Under UDRP rule 4(k), titled Availability of Court Proceedings, it states that paragraph 4 shall not prevent parties from submitting the dispute to a court of competent jurisdiction and that if within 10 days of a decision court papers are received by WIPO then the decision will not be implemented pending the conclusion of the court proceedings. Mr Ross issued proceeding in IPEC requesting a declaration that he had not infringed PEI’s trade marks, he was entitled to keep the Domain Name and that PEI’s letter amounted to an unjustified threat. In defence PEI submitted that they had long established rights in the Playboy word mark and brand, that Mr Ross’s proposed use of the Domain Name would not change the public’s association with PEI, that the court had no jurisdiction to overturn the UDRP decision and the there was no unjustified threats.


Miss Amanda Michaels sitting as a Deputy Enterprise Judge considered that there were 5 issues to be determined.


• Jurisdiction – in Mr Ross’s submission it was admitted that the court had no jurisdiction to overturn the UDRP decision. Accordingly, the judge found that the issue had been dealt with by consent. However, the judge went on to consider the issue of jurisdiction anyway, finding that the court did not have power to make an entitlement declaration (a declaration that Mr Ross was entitled to keep the domain name) as requested by Mr Ross. The court found that Prince Plc v Prince Sports Group Inc [1998] F.S.R. 21 and paragraph 4(k) do no support Mr Ross’s argument about the entitlement declaration. The court stated that granting such a declaration would be tantamount to granting an appeal.


• UDRP panellist error - The claimant admitted the panellist was entitled to make his decision. Accordingly, the panellist made no error and was entitled to make the decisions which was made.


• Unjustified threats – first the court had to determine whether Mr Ross was a person aggrieved under s21(1) of the Trade Mark Act 1994. The judge found that there was no commercial interest in Mr Ross’s proposed use of the Domain Name so he was not a person aggrieved.
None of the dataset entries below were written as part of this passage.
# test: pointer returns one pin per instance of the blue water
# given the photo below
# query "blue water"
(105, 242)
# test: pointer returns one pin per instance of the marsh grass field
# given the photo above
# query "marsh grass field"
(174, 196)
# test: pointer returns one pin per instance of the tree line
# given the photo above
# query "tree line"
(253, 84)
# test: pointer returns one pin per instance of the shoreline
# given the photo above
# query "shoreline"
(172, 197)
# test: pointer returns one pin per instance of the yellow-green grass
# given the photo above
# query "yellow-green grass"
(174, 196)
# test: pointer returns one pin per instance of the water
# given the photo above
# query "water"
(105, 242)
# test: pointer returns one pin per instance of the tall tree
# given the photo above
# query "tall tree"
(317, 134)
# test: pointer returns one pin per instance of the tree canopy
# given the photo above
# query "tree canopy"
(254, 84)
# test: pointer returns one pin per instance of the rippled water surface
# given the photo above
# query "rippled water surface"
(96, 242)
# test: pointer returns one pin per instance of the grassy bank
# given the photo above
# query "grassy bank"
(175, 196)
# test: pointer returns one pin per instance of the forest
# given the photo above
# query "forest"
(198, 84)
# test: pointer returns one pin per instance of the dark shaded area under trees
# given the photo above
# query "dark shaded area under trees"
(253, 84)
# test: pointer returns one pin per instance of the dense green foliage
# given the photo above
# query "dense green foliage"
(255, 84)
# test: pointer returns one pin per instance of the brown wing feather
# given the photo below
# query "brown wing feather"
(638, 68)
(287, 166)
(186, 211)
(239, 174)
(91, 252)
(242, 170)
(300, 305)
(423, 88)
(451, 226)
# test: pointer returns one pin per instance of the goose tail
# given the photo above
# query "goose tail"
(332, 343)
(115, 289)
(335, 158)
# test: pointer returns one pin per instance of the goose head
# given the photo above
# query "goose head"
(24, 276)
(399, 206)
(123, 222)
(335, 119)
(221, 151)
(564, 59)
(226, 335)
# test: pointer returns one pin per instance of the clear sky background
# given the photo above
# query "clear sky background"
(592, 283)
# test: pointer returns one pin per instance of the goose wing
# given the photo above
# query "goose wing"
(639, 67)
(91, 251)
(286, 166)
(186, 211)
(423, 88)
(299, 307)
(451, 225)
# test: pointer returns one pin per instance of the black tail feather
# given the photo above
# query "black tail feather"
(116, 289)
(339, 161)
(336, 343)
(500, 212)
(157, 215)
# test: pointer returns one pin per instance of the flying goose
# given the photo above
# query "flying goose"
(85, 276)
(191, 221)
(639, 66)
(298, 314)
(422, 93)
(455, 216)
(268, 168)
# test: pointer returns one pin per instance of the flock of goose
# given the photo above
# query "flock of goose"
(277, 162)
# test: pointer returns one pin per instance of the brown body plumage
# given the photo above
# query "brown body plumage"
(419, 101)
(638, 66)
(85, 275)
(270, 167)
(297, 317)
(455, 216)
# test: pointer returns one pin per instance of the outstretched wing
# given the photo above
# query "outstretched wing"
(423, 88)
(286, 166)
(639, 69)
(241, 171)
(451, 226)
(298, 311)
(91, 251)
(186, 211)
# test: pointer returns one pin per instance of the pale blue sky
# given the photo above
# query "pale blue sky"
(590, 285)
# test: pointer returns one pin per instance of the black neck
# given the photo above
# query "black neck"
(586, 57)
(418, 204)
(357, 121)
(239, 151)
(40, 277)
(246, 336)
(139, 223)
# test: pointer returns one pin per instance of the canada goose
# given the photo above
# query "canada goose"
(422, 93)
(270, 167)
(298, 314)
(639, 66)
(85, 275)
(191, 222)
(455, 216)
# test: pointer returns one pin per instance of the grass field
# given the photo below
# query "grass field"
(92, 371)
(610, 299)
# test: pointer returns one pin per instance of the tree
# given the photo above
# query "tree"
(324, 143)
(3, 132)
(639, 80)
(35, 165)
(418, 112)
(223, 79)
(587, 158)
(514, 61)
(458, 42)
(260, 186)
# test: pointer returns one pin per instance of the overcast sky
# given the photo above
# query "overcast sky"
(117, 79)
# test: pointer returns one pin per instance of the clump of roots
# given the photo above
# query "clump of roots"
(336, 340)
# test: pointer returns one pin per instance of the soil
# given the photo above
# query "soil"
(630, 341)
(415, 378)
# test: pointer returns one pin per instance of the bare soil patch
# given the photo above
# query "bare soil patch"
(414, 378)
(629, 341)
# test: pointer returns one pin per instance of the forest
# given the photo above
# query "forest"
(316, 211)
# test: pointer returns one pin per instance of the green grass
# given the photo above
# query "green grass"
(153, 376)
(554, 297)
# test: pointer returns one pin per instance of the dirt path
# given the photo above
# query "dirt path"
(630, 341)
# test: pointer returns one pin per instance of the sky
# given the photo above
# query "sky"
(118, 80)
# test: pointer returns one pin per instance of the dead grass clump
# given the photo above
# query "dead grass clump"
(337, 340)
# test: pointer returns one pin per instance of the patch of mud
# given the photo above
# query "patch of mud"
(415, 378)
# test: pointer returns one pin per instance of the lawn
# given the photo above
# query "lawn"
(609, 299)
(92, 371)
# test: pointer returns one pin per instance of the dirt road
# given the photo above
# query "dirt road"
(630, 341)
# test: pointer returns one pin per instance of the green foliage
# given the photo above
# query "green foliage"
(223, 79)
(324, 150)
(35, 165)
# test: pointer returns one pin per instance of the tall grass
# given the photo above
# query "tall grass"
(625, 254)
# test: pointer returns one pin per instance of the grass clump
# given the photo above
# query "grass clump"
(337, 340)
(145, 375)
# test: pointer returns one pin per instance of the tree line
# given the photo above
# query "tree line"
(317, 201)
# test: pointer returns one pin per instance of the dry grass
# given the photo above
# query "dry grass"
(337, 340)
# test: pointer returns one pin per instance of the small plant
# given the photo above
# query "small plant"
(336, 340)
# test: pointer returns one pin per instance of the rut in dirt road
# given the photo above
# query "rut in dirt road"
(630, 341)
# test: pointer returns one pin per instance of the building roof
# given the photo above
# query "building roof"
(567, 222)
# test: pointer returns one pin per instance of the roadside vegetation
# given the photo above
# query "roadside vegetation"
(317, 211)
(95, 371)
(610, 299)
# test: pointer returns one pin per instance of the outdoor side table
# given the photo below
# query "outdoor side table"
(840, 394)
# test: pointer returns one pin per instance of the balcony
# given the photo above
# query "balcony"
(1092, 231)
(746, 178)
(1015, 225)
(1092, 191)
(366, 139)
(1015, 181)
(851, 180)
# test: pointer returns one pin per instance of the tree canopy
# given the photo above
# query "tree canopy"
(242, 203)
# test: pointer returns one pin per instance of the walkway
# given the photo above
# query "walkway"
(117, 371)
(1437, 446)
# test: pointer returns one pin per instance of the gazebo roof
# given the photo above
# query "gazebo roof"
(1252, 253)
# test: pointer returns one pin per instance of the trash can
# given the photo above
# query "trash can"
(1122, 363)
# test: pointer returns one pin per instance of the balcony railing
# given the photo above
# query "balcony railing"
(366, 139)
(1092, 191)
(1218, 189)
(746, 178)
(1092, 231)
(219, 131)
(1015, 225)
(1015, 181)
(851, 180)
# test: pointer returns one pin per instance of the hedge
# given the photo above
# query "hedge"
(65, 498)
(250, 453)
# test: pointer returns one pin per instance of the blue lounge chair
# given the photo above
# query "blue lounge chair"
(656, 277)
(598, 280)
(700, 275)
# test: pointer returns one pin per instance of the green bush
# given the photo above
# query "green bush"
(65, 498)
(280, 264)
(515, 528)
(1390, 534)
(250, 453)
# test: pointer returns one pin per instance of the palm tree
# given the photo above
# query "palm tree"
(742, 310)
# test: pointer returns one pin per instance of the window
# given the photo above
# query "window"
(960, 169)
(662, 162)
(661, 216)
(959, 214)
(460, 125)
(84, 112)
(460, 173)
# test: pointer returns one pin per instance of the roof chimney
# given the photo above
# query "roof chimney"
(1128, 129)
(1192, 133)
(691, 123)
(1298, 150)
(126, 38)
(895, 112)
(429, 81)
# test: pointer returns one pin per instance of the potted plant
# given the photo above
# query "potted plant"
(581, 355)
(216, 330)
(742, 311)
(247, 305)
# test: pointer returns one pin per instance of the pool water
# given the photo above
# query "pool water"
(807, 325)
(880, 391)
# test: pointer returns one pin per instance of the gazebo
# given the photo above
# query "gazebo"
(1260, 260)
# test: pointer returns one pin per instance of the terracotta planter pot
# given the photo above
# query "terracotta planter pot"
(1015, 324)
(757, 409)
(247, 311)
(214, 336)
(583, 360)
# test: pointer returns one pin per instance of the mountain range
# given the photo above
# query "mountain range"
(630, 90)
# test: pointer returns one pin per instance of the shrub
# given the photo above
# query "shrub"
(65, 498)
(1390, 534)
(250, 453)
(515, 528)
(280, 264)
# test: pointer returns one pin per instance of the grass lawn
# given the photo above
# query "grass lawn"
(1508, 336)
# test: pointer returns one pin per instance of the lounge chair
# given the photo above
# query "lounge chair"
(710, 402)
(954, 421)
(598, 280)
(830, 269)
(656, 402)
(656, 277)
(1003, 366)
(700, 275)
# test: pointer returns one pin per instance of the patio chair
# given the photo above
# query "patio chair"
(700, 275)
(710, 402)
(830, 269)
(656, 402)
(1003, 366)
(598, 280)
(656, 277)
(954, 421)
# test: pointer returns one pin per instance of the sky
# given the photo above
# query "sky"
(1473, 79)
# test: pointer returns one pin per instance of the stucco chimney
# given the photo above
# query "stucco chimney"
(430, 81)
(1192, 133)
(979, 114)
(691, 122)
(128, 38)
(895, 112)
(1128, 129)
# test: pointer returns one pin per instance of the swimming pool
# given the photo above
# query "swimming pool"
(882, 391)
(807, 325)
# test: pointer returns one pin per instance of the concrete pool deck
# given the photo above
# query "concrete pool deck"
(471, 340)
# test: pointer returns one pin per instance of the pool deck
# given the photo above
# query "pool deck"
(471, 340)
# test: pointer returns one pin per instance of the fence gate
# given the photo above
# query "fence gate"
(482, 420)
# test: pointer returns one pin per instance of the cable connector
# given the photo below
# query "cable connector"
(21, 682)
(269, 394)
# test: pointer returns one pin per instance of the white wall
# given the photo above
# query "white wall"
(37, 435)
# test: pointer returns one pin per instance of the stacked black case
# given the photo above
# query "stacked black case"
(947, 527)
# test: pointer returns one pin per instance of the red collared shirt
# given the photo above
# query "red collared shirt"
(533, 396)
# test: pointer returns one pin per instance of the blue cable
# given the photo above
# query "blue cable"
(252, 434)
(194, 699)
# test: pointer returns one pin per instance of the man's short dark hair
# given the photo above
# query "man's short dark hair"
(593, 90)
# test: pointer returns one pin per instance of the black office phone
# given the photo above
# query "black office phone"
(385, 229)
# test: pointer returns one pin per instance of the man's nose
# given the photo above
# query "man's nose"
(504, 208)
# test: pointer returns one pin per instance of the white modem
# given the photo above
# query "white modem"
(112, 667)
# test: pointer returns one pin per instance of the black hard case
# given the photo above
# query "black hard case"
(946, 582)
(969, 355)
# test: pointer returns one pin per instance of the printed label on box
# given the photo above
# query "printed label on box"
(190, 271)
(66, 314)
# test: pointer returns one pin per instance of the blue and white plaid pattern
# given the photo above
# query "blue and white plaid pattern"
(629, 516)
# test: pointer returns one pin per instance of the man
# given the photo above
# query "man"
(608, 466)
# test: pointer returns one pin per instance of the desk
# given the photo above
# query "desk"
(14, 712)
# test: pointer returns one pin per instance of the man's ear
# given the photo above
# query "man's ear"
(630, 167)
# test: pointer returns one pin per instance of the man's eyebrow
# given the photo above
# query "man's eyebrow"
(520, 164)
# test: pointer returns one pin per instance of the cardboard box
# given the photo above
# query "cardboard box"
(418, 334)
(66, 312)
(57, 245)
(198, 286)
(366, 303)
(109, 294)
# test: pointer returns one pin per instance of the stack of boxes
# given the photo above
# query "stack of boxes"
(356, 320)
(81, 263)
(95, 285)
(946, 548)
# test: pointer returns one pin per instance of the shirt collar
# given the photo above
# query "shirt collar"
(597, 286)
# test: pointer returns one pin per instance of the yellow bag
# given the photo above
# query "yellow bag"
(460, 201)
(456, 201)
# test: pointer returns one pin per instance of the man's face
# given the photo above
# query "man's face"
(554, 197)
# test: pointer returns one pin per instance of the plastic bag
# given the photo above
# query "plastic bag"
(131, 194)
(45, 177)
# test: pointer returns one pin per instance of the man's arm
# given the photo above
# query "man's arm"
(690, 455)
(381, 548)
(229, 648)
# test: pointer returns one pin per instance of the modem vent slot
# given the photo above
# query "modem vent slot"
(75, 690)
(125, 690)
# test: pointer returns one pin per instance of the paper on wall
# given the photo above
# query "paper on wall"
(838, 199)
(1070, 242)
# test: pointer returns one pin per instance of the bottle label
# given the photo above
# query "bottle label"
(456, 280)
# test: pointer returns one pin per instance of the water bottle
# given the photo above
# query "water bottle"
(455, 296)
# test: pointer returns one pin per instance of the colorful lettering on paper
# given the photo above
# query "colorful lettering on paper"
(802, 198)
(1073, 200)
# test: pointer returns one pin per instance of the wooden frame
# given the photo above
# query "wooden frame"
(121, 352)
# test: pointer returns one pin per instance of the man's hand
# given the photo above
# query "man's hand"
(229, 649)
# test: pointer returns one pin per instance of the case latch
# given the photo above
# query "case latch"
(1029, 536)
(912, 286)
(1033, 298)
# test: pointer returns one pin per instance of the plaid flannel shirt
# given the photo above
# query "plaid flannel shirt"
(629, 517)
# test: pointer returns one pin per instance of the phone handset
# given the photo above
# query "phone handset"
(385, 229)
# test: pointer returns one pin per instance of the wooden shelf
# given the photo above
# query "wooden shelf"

The court considered that had Mr Ross been a person aggrieved the vague threat of proceeding for trade mark infringement made in PEI’s initial would have been unjustified. However, loss and damage were also considered and the judge ruled that legal costs and the delay setting up a website did not amount to actionable loss or damage.


• Declaration of non-infringement for trade mark infringement and passing off – these two issues were dealt with together by the judge who considered the power granted under CPR 40.20 and whether it was appropriate to make such a declaration. First the court considered whether PEI’s trade marks had been infringed. Given Mr Ross’s proposed non-commercial use of the trade mark the court considered that trade mark infringement may not have occurred. The court then considered passing off and followed the BT v One in a Million principle that mere registration of a domain name incorporating a famous brand would amount to passing off. Accordingly, the court could not grant a declaration of non-infringement for passing off but considered whether it would be appropriate to do so for trade mark infringement. Toth v Emirates [2012] EWHC 517 was considered which had similar facts to this case. In Toth it was stated that granting the declaration requested would amount to a circumvention of the court’s lack of jurisdiction to reverse a domain DRS decision. The judge considered that the declaration requested by Mr Ross would have perpetually stayed the Domain Name transfer as deprecated and avoided in the Toth case. As such the declaration was rejected.